Thursday, August 12, 2010

NYT Gets It Wrong About Hard-Partying Homeowners Flushing Away Their Equity

On page one of today’s New York Times, a story about homeowners defaulting on home-equity loans takes only five paragraphs to assume that the homeowners were being ridiculously irresponsible with their equity, spending it on “new cars and boats,” according to a real estate lawyer, who wouldn’t have a skewed view of things, would he?

The only problem is, this assumption – and the attendant blame – is false. Two studies that track the use of home equity credit over the course of the housing bubble document that people put most of their home equity loans right back into their houses.

That’s right: they reinvested in what they were told – by lenders, agents and the whole real estate economic establishment – that houses were assets that had never lost value in the course of U.S. history.
The scintillatingly named Emerging Cohort Trends in housing Debt and Home Equity, published in 2005 by the Harvard Joint Center on Housing, shows that very little changed from 1999 through 2002 – the beginning of the bubble – in how homeowners used their equity loans. The two biggest categories were home improvements and repayment of other debts – a category that can include the aforementioned cars and boats, but that also includes medical debt, student loans, and credit card debt.

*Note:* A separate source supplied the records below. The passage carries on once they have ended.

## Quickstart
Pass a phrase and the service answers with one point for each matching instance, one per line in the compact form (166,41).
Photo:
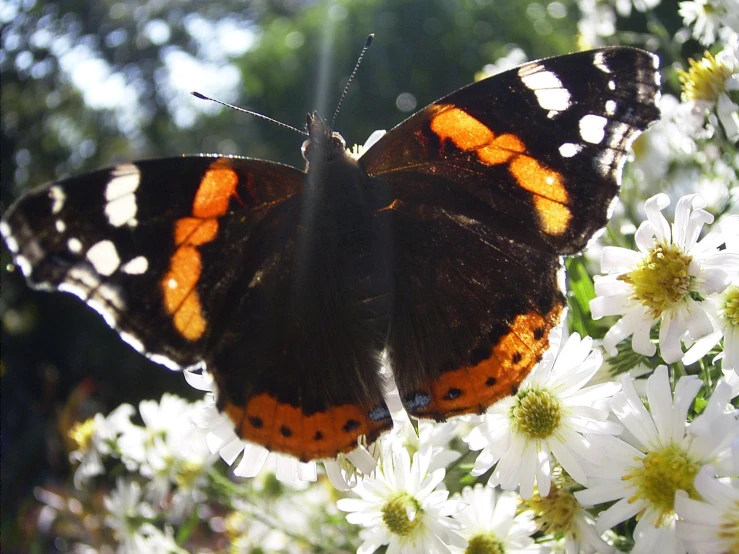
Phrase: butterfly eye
(304,149)
(337,141)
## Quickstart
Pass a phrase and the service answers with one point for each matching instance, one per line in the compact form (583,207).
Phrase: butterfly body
(440,246)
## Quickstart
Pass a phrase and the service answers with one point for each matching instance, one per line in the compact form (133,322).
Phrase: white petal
(618,260)
(670,331)
(620,511)
(568,461)
(253,461)
(653,208)
(702,347)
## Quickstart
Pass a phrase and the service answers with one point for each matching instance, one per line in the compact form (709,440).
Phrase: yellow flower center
(537,414)
(705,79)
(556,513)
(402,514)
(730,307)
(660,475)
(81,433)
(488,543)
(661,280)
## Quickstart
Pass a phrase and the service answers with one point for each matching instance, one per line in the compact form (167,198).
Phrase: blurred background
(88,84)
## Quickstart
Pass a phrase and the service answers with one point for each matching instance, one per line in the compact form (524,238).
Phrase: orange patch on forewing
(195,231)
(546,185)
(181,300)
(281,427)
(180,297)
(501,150)
(473,389)
(553,216)
(466,132)
(536,178)
(215,192)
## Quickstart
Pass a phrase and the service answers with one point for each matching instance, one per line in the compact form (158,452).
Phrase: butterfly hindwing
(492,185)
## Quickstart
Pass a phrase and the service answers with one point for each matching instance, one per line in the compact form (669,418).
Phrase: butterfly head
(323,144)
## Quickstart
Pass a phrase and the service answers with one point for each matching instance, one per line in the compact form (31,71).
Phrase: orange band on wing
(281,427)
(471,390)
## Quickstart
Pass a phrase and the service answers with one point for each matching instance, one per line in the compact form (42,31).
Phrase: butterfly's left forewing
(130,240)
(491,185)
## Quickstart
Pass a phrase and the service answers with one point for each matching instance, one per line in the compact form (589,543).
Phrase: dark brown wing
(492,185)
(193,260)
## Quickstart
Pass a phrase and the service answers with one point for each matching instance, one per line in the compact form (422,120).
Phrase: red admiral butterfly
(441,245)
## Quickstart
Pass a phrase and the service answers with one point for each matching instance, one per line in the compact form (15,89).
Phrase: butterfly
(439,250)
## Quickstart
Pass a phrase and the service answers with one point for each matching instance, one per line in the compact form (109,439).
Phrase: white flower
(597,20)
(723,310)
(401,508)
(222,439)
(623,7)
(711,525)
(95,439)
(663,455)
(707,17)
(128,517)
(561,518)
(658,283)
(706,85)
(490,524)
(547,416)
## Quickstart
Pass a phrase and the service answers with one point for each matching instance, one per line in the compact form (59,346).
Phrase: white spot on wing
(592,128)
(135,343)
(549,91)
(9,239)
(57,196)
(104,257)
(74,245)
(120,194)
(101,297)
(599,61)
(137,266)
(24,264)
(256,279)
(569,149)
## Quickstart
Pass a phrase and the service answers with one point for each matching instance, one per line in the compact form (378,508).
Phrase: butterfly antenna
(244,110)
(351,77)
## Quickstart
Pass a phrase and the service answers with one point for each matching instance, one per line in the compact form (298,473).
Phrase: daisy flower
(401,508)
(490,524)
(95,438)
(711,525)
(665,280)
(707,17)
(129,517)
(559,514)
(221,438)
(547,416)
(723,310)
(707,83)
(663,455)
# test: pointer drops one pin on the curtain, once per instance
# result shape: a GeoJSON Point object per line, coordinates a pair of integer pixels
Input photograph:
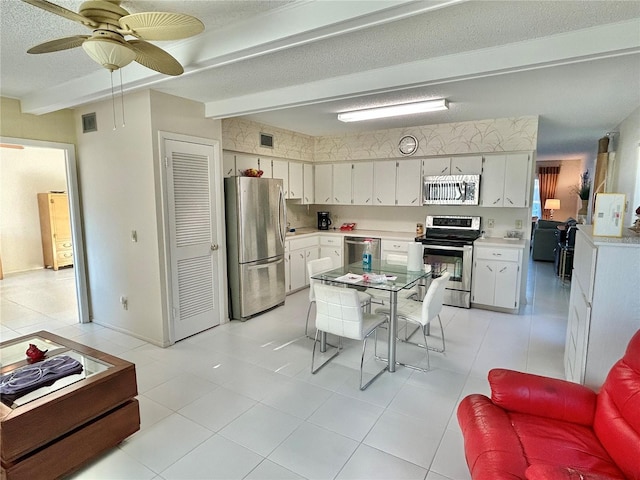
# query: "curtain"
{"type": "Point", "coordinates": [547, 179]}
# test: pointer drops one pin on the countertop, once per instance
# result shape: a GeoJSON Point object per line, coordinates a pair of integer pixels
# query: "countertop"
{"type": "Point", "coordinates": [404, 236]}
{"type": "Point", "coordinates": [629, 238]}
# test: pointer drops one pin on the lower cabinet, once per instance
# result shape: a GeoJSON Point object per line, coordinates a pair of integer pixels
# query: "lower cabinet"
{"type": "Point", "coordinates": [398, 247]}
{"type": "Point", "coordinates": [299, 252]}
{"type": "Point", "coordinates": [496, 276]}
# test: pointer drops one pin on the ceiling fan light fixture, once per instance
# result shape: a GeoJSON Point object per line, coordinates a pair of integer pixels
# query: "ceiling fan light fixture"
{"type": "Point", "coordinates": [111, 54]}
{"type": "Point", "coordinates": [394, 110]}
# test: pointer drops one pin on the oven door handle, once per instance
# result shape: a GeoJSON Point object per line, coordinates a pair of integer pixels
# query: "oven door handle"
{"type": "Point", "coordinates": [449, 247]}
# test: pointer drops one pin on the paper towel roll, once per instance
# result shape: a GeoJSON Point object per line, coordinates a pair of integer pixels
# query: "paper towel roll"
{"type": "Point", "coordinates": [414, 257]}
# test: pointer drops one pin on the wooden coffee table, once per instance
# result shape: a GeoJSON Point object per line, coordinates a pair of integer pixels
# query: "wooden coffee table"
{"type": "Point", "coordinates": [55, 429]}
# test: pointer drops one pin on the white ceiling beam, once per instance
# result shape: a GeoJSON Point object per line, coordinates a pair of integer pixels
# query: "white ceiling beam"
{"type": "Point", "coordinates": [577, 46]}
{"type": "Point", "coordinates": [297, 24]}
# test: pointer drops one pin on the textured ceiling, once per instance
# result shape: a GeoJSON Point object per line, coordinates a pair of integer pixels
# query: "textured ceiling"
{"type": "Point", "coordinates": [296, 64]}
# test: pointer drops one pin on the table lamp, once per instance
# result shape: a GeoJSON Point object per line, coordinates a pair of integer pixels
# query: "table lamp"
{"type": "Point", "coordinates": [551, 204]}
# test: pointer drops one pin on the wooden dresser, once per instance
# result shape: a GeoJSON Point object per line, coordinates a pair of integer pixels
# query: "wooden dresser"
{"type": "Point", "coordinates": [55, 228]}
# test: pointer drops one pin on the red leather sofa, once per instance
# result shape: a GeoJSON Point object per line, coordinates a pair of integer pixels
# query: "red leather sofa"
{"type": "Point", "coordinates": [536, 427]}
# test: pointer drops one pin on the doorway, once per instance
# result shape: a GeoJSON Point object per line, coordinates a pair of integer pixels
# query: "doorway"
{"type": "Point", "coordinates": [193, 231]}
{"type": "Point", "coordinates": [68, 151]}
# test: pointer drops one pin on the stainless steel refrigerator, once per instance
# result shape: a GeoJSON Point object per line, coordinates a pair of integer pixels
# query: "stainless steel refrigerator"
{"type": "Point", "coordinates": [256, 225]}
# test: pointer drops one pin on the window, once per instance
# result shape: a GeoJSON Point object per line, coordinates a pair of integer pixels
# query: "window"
{"type": "Point", "coordinates": [536, 208]}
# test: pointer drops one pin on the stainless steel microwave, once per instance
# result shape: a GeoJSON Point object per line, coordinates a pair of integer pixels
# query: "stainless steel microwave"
{"type": "Point", "coordinates": [451, 190]}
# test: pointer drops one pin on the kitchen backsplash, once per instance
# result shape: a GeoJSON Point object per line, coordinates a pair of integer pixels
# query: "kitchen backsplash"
{"type": "Point", "coordinates": [244, 136]}
{"type": "Point", "coordinates": [494, 135]}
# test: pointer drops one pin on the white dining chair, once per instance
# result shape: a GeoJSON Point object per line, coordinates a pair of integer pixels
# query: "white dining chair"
{"type": "Point", "coordinates": [421, 313]}
{"type": "Point", "coordinates": [320, 265]}
{"type": "Point", "coordinates": [338, 312]}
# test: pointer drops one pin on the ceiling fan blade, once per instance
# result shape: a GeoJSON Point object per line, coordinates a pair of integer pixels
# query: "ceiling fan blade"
{"type": "Point", "coordinates": [63, 12]}
{"type": "Point", "coordinates": [155, 58]}
{"type": "Point", "coordinates": [160, 25]}
{"type": "Point", "coordinates": [59, 44]}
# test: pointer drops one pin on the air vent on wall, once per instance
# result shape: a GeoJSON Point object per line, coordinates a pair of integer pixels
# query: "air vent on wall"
{"type": "Point", "coordinates": [266, 140]}
{"type": "Point", "coordinates": [89, 123]}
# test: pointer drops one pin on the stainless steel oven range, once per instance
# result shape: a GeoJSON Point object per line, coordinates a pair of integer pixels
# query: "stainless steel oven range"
{"type": "Point", "coordinates": [448, 245]}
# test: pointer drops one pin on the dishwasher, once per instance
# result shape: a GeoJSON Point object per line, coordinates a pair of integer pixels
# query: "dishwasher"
{"type": "Point", "coordinates": [354, 248]}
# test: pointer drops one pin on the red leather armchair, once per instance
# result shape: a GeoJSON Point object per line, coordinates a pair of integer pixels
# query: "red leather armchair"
{"type": "Point", "coordinates": [540, 428]}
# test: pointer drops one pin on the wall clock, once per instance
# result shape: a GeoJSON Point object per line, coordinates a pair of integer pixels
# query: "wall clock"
{"type": "Point", "coordinates": [408, 145]}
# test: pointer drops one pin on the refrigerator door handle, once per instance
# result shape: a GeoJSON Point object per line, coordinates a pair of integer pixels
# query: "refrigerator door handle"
{"type": "Point", "coordinates": [282, 209]}
{"type": "Point", "coordinates": [265, 265]}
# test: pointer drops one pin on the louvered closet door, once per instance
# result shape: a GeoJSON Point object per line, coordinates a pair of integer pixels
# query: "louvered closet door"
{"type": "Point", "coordinates": [194, 239]}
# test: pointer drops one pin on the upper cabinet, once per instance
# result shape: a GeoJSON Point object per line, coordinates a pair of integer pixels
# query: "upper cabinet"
{"type": "Point", "coordinates": [362, 178]}
{"type": "Point", "coordinates": [323, 182]}
{"type": "Point", "coordinates": [505, 180]}
{"type": "Point", "coordinates": [341, 184]}
{"type": "Point", "coordinates": [397, 182]}
{"type": "Point", "coordinates": [384, 182]}
{"type": "Point", "coordinates": [308, 187]}
{"type": "Point", "coordinates": [408, 183]}
{"type": "Point", "coordinates": [296, 180]}
{"type": "Point", "coordinates": [471, 165]}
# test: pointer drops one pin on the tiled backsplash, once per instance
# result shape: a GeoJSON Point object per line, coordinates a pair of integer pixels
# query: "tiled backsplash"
{"type": "Point", "coordinates": [496, 135]}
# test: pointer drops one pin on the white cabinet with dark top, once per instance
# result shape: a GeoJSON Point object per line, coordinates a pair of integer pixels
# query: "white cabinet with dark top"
{"type": "Point", "coordinates": [496, 276]}
{"type": "Point", "coordinates": [604, 304]}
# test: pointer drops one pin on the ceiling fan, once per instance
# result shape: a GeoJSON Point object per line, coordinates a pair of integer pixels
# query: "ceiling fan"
{"type": "Point", "coordinates": [111, 23]}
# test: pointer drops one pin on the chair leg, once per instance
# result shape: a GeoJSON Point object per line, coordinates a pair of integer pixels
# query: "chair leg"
{"type": "Point", "coordinates": [306, 325]}
{"type": "Point", "coordinates": [313, 352]}
{"type": "Point", "coordinates": [364, 347]}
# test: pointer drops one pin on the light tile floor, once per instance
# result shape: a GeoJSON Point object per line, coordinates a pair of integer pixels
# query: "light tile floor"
{"type": "Point", "coordinates": [234, 403]}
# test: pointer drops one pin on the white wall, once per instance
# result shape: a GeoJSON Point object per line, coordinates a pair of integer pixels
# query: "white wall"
{"type": "Point", "coordinates": [121, 192]}
{"type": "Point", "coordinates": [628, 163]}
{"type": "Point", "coordinates": [23, 174]}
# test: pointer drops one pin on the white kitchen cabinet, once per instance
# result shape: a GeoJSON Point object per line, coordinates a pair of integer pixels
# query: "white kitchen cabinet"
{"type": "Point", "coordinates": [296, 180]}
{"type": "Point", "coordinates": [398, 247]}
{"type": "Point", "coordinates": [280, 169]}
{"type": "Point", "coordinates": [604, 304]}
{"type": "Point", "coordinates": [471, 165]}
{"type": "Point", "coordinates": [228, 164]}
{"type": "Point", "coordinates": [384, 182]}
{"type": "Point", "coordinates": [300, 252]}
{"type": "Point", "coordinates": [323, 182]}
{"type": "Point", "coordinates": [362, 178]}
{"type": "Point", "coordinates": [308, 186]}
{"type": "Point", "coordinates": [506, 180]}
{"type": "Point", "coordinates": [331, 246]}
{"type": "Point", "coordinates": [496, 275]}
{"type": "Point", "coordinates": [408, 183]}
{"type": "Point", "coordinates": [341, 184]}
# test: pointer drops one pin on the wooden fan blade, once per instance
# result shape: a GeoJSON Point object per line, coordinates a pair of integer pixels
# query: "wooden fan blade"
{"type": "Point", "coordinates": [59, 44]}
{"type": "Point", "coordinates": [155, 58]}
{"type": "Point", "coordinates": [63, 12]}
{"type": "Point", "coordinates": [160, 25]}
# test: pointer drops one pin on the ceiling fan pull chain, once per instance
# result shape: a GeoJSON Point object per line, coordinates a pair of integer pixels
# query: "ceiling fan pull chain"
{"type": "Point", "coordinates": [113, 102]}
{"type": "Point", "coordinates": [121, 96]}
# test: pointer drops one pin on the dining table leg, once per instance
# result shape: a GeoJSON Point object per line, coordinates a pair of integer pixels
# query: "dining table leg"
{"type": "Point", "coordinates": [393, 330]}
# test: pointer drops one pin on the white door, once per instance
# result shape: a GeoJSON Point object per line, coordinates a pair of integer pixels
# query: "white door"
{"type": "Point", "coordinates": [194, 261]}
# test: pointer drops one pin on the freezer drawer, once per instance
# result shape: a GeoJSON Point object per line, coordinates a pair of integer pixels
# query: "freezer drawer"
{"type": "Point", "coordinates": [261, 287]}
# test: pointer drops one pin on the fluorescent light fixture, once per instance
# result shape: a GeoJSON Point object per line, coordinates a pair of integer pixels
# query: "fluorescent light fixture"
{"type": "Point", "coordinates": [394, 110]}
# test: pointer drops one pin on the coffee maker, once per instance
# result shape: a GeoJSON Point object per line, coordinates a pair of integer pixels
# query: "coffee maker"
{"type": "Point", "coordinates": [323, 221]}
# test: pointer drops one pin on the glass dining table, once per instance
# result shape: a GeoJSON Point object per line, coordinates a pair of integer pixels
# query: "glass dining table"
{"type": "Point", "coordinates": [382, 276]}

In 2009, an analysis of the Federal Reserve Board’s Survey of Consumer Finances for 2007
found that the proportion of household debt for home improvement increased by 10% from 1998 to 2007, with a similar increase in debt for purchasing non-primary residences.

In other words, Americans doubled down on real estate specifically because it was supposed to be a no-lose, fail-safe investment. This would be a good moment to bury the image of crazy suburbanites spending the family room on a wild spree across Europe. Because by and large, that’s not what happened.

1 comment:

Chris Martin, CRS said...

It's not always boats and vacations that eat up home equity. Many times consumers used their equity to pay off significant debt such as medical and credit cards and automobiles. When that debt was paid off through a home equity loan consumers felt flush and the process started all over again. Build up debt, refinance, pay off consumer debt. We Americans used our increasing value in our primary resident like a rich uncle who would bail us out when our Sak's card and Volvo payments got out of hand.